Could you please elaborate as to why you added 666 after the left shift?

That could be any number less than or equal to 2048, which is the highest value you can fit in an unsigned 12-bit number. When you shift bits, anything "shifted in", is zero, eg, a one byte value equal to 1:

00000001

Now shift this <<4:

00010000

Now shift that >>2:

00000100

So here's the same code (using two different numbers instead), and reversing the process afterward (which you would have to when reading this file). Also, I changed everything to unsigned. IF YOU NEED TO USE NEGATIVE NUMBERS SAY SO, THAT WILL BE A SIGNIFICANT COMPLICATION:

Code:

#include <stdio.h>
#include <string.h>
typedef struct {
unsigned int v :24; /* 24-bits = 3 bytes */
#pragma pack(1) /* make sure struct is 3 bytes */
} twelveX2;
int main() {
twelveX2 eg;
unsigned int n, copy = 0, a, b;
n = (666<<12) + 444;
memcpy(&eg,&n,3);
/* extraction */
memcpy(©,&eg,3);
a = b = copy;
a &= ~(~0<<12); // zero out upper bits
b = b>>12; // zero out lower bits
printf("eg size: %ld bytes. lower value: %u upper value: %u\n",sizeof(eg), a, b);
return 0;
}

The output is:

**eg size: 3 bytes. lower value: 444 upper value: 666**

Here's how "a &= ~(~0<<12)" works:

~ is the "complement operator", it reverses all the bits (try google).

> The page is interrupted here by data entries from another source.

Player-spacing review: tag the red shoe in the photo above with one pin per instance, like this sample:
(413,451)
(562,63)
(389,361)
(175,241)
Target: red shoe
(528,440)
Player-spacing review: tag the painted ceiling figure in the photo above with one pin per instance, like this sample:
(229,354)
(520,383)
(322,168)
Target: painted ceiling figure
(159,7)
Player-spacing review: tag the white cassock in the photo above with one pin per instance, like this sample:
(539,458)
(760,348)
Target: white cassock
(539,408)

So ~0 is all bits set. Shift that 12 to the left, and you have an int with the lower 12 bits unset, the upper set:

11111111 11111111 11110000 00000000

Now, ~ (ie, flip) that and:

00000000 00000000 00001111 11111111

This is the "AND" mask that we want. AND'ing a number with that will zero out anything past the lower twelve bits. That's the how we get the lower value.

The upper value is simple, you just shift >>12.